La revoca della denuntiatio originava dal ripensamento della Proprietà, la quale in epoca successiva alla notifica della proposta di vendita aveva unilateralmente deciso di non voler più procedere alla vendita del fondo. Vendita per la quale, peraltro, l’avente diritto aveva già spedito a mezzo raccomodata a.r. la propria accettazione. Tuttavia l’accettazione della proposta non era stata ancora ricevuta dal proponente al momento della revoca della proposta.
Sul punto la Corte ha preliminarmente chiarito che, nel caso di specie, l’invio dell’accettazione prima della scadenza del termine di trenta giorni, non è idoneo ad influire sulla revocabilità della proposta di vendita prima del decorso del predetto termine, in quanto attinente – semmai – al profilo meramente processuale, ma non certo a quello sostanziale oggetto principale della vertenza (Cass. n. 12883/2016, cit.).
Sul piano sostanziale, infatti, sebbene una delle caratteristiche del diritto di proprietà sia quella di consentire al suo titolare di liberamente utilizzare il bene, ossia di goderne e di disporne in modo pieno ed esclusivo (articolo 832 c.c.), ciò non può influire negativamente sul diritto riconosciuto al prelazionario che abbia già ricevuto la predetta proposta di vendita.
Il riconoscimento della validità della revoca della proposta comunicata prima del decorso dell’intero termine di trenta giorni previsto ex lege per l’esercizio del diritto riconosciuto in capo al prelazionario, lederebbe il diritto stesso privando l’avente diritto della possibilità di utilizzare l’intero termine per correttamente valutare e liberamente e consapevolmente determinarsi in merito all’eventuale accettazione (cfr. Cass. n. 12883/2016, cit.).

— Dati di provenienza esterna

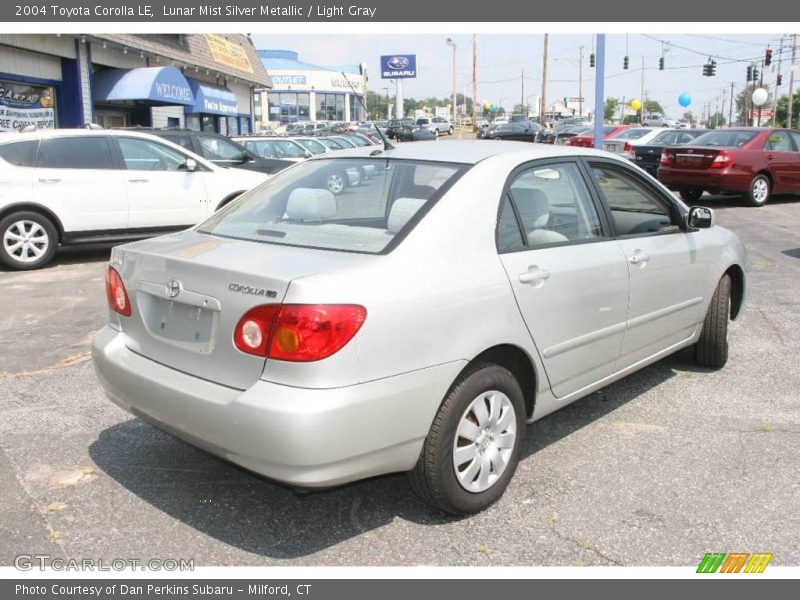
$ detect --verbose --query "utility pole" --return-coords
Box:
[539,33,548,127]
[639,55,644,125]
[578,46,583,117]
[786,33,797,129]
[728,81,734,127]
[464,33,478,132]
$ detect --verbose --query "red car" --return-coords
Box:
[567,125,631,148]
[658,127,800,206]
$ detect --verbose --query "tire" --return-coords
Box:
[680,188,703,202]
[744,173,772,207]
[325,171,348,196]
[694,275,731,369]
[408,363,525,515]
[0,211,58,271]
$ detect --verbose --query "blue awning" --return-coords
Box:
[186,78,239,115]
[92,67,195,106]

Come più volte chiarito, se per l’esercizio del diritto di prelazione la legge concede un certo termine “è logico ritenere che in pendenza dello stesso il proprietario resti vincolato in attesa della determinazione del titolare del diritto” (cfr. Cass., S.U., n. 5359/1989), così sancendo l’irrevocabilità della denuntiatio per l’intera durata del termine di trenta giorni (cfr. Cass. n. 12883/2016, cit.).
La predetta proposta soggiace, infatti, allo schema normativo derivante dal combinato disposto agli articoli 1323 e 1329 c.c.. Presupposto di fatto è, pertanto, l’applicabilità delle norme generali del codice a tutti i contratti, anche ove non appartenenti ad una tipologia particolare (articolo 1323 c.c.), tra le quali quella relativa alla proposta irrevocabile di cui all’articolo 1329 c.c., con la specifica che nel caso di specie l’obbligo di mantenere ferma la proposta non deriva dalla volontà del proponente, ma è espressamente prevista dalla legge (cfr. Cass. n. 10429/1991).
La proposta di vendita inviata dalla Proprietà e ricevuta dal prelazionario coltivatore diretto – posta la sussistenza di tutti i requisiti previsti ex lege – non potrà, pertanto, essere revocata prima che siano decorsi i trenta giorni previsti dall’art. 8 l. 590/65, in quanto costituente una proposta irrevocabile ai sensi dell’articolo 1329 c.c.